Monday, September 19, 2005

You are kidding, right?

A Big White Lie
For 26 years, Dave Myers was told he was white. Learning the truth, that his father was black, sent him on a quest for his identity and leaves him estranged from his family.

Every family has its secrets. There are things parents never tell children. There are lies that become family legend. There are stories that were never meant to be told.

Judith Hartmann's secret, when she married Bill Myers in 1959, was that she was pregnant by a black man.

When the baby born to two white parents came out black, the secret became a lie.

Throughout his childhood, David Myers was told that his skin color was a disease called melanism. He was lucky, his mother said, because the skin discoloration was all over his body, instead of just splotches of brown like most people had.

So despite his dark skin, Myers grew up in white, middle-class neighborhoods in Ohio and New York believing he was white.

"For many years I thought I was white. I thought like a white kid. There was a feeling in me that I didn't want to be associated with blacks. I wanted the story to be true," says Myers, a 45-year-old Orlando tennis teacher.

The secret shrouded in a lie lasted 26 years. Keeping it hidden all those years would turn Judy Myers into a hard, angry, unhappy woman, her family says. It made Dave Myers a defiant, rebellious, hostile child who would grow estranged from his parents, sisters and brother.

Learning the truth would send Myers on a search for identity. And it would convince him that his story is the story of America -- a white America that has been lied to, a black America oppressed and discriminated against, and a society unable or unwilling to discuss race.

When Judy Hartmann told Bill Myers that she was pregnant, he believed it was his.

And when the baby was born on Feb. 28, 1960 -- five months after their marriage -- he thought his son's skin color was jaundice. And then he thought there might have been a mix-up at the hospital.

And when his wife told him the doctors said it was a skin disease that had turned their boy's skin dark, he thought she was telling the truth. No questions asked.

Because that is the kind of man Bill Myers is. He is soft and gentle and pliable, his children say. He accepts life as it comes, assumes the responsibilities of a man, a husband, a father.

As far as he was concerned, Dave Myers was as much his child as the three daughters and son who followed.
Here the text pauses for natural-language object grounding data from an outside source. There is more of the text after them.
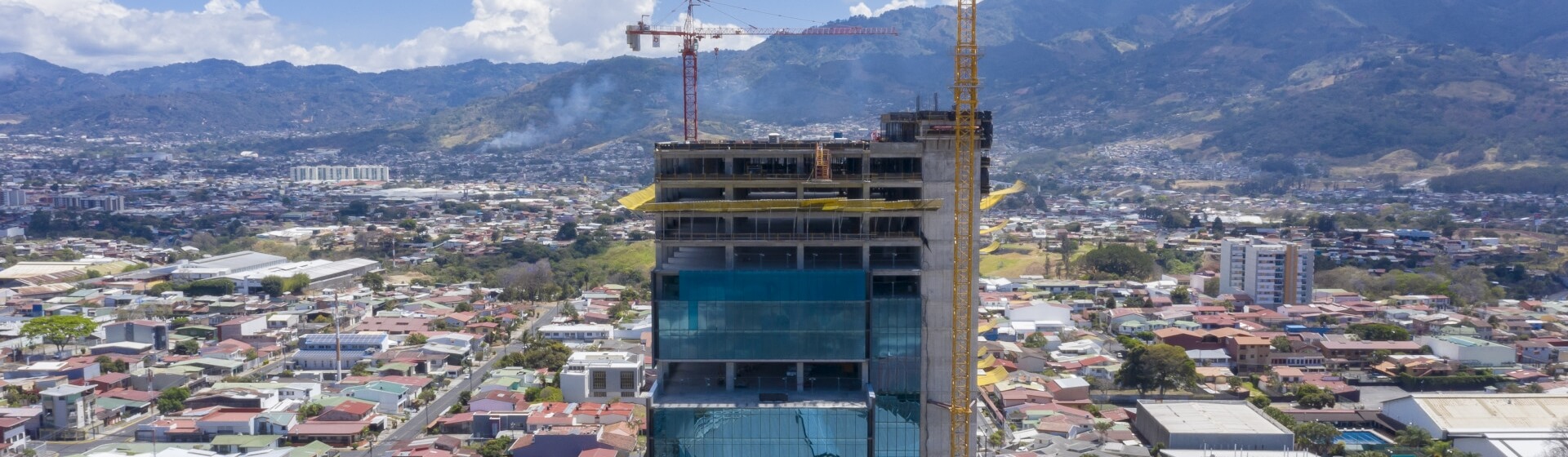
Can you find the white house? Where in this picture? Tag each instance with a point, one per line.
(603, 376)
(577, 332)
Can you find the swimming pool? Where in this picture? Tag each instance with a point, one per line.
(1360, 437)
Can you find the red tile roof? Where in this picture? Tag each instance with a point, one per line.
(359, 409)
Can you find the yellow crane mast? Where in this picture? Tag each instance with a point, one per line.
(966, 90)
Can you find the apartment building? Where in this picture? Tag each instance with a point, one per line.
(332, 172)
(68, 412)
(603, 376)
(1274, 273)
(802, 293)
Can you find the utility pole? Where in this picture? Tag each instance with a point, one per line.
(337, 332)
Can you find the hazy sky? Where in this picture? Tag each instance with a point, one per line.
(372, 35)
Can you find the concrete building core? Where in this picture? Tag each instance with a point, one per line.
(806, 310)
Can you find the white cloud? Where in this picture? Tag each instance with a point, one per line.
(104, 37)
(862, 10)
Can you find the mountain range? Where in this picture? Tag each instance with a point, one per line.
(1454, 83)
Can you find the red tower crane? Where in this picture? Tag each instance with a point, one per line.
(690, 35)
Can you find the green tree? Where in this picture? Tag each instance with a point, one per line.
(1259, 401)
(1413, 437)
(1280, 343)
(310, 410)
(298, 282)
(550, 395)
(187, 348)
(1280, 417)
(1118, 262)
(496, 448)
(173, 400)
(59, 329)
(568, 232)
(1316, 437)
(1314, 398)
(274, 286)
(1157, 368)
(373, 281)
(1379, 332)
(1036, 340)
(110, 365)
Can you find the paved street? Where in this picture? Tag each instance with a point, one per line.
(416, 424)
(117, 434)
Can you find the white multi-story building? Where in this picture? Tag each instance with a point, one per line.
(603, 376)
(1271, 271)
(333, 172)
(112, 204)
(323, 351)
(68, 407)
(15, 197)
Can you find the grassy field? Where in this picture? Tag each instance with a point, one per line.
(1019, 259)
(626, 259)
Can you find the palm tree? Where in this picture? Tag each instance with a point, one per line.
(1101, 426)
(1413, 437)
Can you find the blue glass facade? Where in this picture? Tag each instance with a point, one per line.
(898, 426)
(794, 317)
(764, 315)
(761, 331)
(786, 433)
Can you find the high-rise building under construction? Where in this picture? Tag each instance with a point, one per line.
(804, 293)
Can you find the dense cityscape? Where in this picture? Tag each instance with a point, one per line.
(782, 286)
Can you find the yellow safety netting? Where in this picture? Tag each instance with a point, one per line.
(987, 362)
(794, 204)
(993, 247)
(639, 197)
(996, 196)
(991, 376)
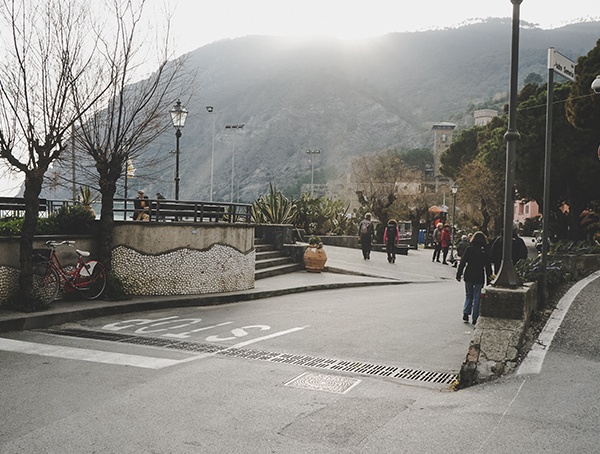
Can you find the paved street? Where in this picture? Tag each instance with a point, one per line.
(286, 374)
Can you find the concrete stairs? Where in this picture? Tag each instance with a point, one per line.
(271, 262)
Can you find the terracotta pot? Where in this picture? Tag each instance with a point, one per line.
(314, 259)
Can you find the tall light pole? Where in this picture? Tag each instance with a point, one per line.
(312, 154)
(507, 277)
(454, 189)
(233, 128)
(211, 110)
(178, 116)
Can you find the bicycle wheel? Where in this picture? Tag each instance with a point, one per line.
(91, 280)
(46, 284)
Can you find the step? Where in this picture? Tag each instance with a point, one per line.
(277, 270)
(275, 261)
(265, 255)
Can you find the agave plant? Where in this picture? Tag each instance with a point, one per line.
(273, 208)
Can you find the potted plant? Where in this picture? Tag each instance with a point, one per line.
(315, 256)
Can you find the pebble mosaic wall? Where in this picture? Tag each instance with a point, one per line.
(184, 271)
(9, 282)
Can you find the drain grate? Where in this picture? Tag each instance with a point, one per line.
(321, 382)
(355, 367)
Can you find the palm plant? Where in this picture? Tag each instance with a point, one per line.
(273, 208)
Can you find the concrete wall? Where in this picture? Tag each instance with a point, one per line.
(10, 251)
(159, 259)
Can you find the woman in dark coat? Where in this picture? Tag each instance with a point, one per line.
(475, 265)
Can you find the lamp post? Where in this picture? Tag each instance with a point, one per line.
(454, 189)
(596, 85)
(211, 110)
(507, 277)
(312, 169)
(178, 116)
(233, 128)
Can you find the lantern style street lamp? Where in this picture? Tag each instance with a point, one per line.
(211, 110)
(233, 128)
(507, 277)
(312, 169)
(178, 116)
(454, 190)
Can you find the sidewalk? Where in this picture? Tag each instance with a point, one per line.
(346, 269)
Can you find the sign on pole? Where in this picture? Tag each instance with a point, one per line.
(561, 64)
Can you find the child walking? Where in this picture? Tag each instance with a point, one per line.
(391, 237)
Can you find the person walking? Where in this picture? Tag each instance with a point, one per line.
(445, 240)
(391, 237)
(366, 233)
(437, 242)
(462, 246)
(475, 265)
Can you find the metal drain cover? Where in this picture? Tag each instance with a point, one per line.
(322, 382)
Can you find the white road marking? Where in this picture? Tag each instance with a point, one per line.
(243, 344)
(84, 354)
(533, 362)
(121, 359)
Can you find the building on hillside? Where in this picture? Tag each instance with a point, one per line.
(525, 209)
(484, 116)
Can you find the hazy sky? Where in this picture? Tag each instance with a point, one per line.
(199, 22)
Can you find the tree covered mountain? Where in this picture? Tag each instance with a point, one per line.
(345, 98)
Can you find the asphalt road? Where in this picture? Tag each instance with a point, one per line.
(102, 396)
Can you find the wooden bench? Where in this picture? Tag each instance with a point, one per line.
(174, 211)
(16, 206)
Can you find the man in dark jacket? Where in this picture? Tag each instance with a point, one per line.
(475, 265)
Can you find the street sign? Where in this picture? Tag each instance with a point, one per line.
(561, 64)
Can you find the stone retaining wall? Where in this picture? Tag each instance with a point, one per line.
(159, 258)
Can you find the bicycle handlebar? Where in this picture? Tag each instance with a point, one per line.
(55, 244)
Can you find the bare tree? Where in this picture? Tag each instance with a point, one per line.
(46, 52)
(133, 114)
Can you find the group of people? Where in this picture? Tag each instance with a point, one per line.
(477, 259)
(391, 237)
(142, 206)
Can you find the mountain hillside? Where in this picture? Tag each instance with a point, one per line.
(343, 98)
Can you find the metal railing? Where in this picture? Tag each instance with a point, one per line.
(161, 210)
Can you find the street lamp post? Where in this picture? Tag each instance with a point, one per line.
(211, 110)
(312, 169)
(178, 116)
(233, 128)
(507, 277)
(454, 189)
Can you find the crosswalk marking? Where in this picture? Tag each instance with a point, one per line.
(84, 354)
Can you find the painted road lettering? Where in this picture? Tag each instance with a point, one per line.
(170, 326)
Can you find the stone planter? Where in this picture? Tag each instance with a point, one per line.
(314, 259)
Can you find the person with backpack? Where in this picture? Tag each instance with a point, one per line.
(391, 237)
(475, 264)
(366, 233)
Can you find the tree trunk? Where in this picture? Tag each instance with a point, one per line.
(107, 222)
(33, 187)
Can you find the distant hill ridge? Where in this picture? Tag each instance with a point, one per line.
(345, 99)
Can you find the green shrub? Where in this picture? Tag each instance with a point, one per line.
(565, 247)
(11, 226)
(530, 270)
(273, 208)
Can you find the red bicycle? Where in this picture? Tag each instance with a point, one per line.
(88, 277)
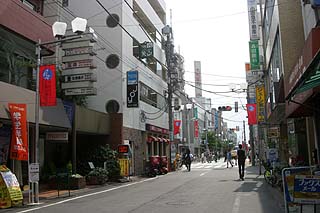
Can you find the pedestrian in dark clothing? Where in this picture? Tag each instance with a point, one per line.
(241, 161)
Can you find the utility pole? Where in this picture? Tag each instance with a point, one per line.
(167, 30)
(244, 132)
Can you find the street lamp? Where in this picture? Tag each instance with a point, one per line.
(58, 30)
(188, 106)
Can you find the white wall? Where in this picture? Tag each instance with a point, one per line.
(111, 83)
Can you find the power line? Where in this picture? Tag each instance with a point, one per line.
(223, 76)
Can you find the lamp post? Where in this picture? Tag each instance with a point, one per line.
(188, 106)
(59, 29)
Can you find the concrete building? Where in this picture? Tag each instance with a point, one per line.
(143, 125)
(289, 32)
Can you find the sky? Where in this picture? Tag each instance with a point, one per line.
(216, 33)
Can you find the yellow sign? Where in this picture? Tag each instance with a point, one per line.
(260, 96)
(124, 167)
(10, 192)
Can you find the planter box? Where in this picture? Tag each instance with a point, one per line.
(96, 180)
(77, 183)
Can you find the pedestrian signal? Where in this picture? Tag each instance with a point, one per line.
(225, 108)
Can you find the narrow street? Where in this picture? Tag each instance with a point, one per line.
(207, 188)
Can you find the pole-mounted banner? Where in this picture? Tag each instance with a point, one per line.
(47, 87)
(19, 140)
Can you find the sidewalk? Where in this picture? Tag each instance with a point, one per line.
(51, 194)
(252, 172)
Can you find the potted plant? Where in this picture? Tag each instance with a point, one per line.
(77, 181)
(97, 176)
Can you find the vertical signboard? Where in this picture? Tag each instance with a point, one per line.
(254, 55)
(197, 78)
(196, 129)
(260, 96)
(253, 19)
(19, 139)
(252, 114)
(47, 87)
(132, 89)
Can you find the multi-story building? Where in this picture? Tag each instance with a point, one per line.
(289, 32)
(302, 86)
(22, 25)
(123, 29)
(281, 36)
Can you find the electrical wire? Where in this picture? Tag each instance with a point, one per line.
(128, 60)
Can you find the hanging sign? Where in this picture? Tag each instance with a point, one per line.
(47, 87)
(19, 140)
(252, 114)
(10, 191)
(196, 129)
(260, 98)
(253, 19)
(132, 89)
(177, 124)
(254, 55)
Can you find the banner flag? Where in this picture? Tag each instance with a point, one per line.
(19, 139)
(177, 124)
(252, 113)
(196, 129)
(47, 87)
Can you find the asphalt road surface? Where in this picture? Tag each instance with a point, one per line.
(207, 188)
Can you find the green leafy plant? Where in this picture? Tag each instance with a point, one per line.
(99, 155)
(98, 176)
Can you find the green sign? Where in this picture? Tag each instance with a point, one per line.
(254, 55)
(146, 50)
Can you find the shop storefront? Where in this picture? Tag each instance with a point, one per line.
(302, 95)
(158, 142)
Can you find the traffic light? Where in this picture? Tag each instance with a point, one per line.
(225, 108)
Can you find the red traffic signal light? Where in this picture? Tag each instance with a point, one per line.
(225, 108)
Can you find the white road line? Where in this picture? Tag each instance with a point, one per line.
(86, 195)
(203, 174)
(236, 205)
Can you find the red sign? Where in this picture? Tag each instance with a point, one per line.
(252, 113)
(47, 87)
(19, 140)
(123, 148)
(196, 129)
(177, 124)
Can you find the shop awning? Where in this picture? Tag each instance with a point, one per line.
(52, 116)
(310, 78)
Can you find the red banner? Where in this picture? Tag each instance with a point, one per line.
(19, 139)
(47, 87)
(196, 129)
(252, 113)
(177, 124)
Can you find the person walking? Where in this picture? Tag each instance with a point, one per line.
(188, 159)
(241, 161)
(229, 158)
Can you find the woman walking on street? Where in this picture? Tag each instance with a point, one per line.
(229, 159)
(241, 161)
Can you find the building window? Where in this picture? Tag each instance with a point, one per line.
(112, 61)
(113, 20)
(151, 97)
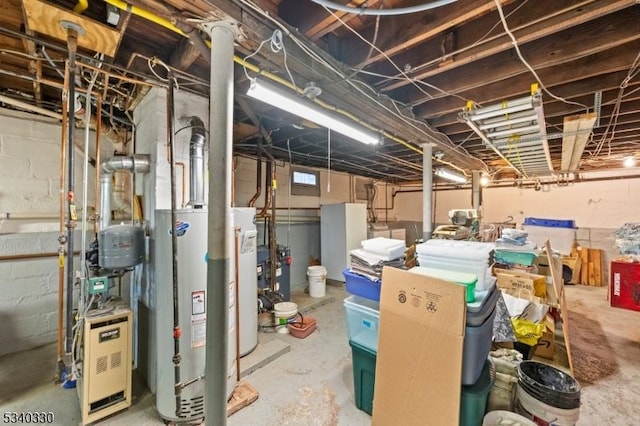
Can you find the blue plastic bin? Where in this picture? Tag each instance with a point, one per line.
(361, 286)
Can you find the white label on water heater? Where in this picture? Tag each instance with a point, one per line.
(198, 319)
(197, 302)
(198, 331)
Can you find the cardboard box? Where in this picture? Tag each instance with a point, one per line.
(546, 347)
(517, 280)
(420, 341)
If Judy said it was a skin disease, that was the end of the discussion.


Uhm... were there no mirrors in his house?



UPDATE Since I wrote this, I realized that I may come across as a bit of a racist. Trust me when I say that I am not.

My beautiful sister, the pastey white red-head that she is (with lots of frekles) has two, count 'em, two bi-racial children. Their (the kids) father is black as the Ace of Spades. A jerk, to be sure, but she never has a bad thing to say about him in front of her kids.

One boy, and one girl. And, my only nephew. I love them both dearly.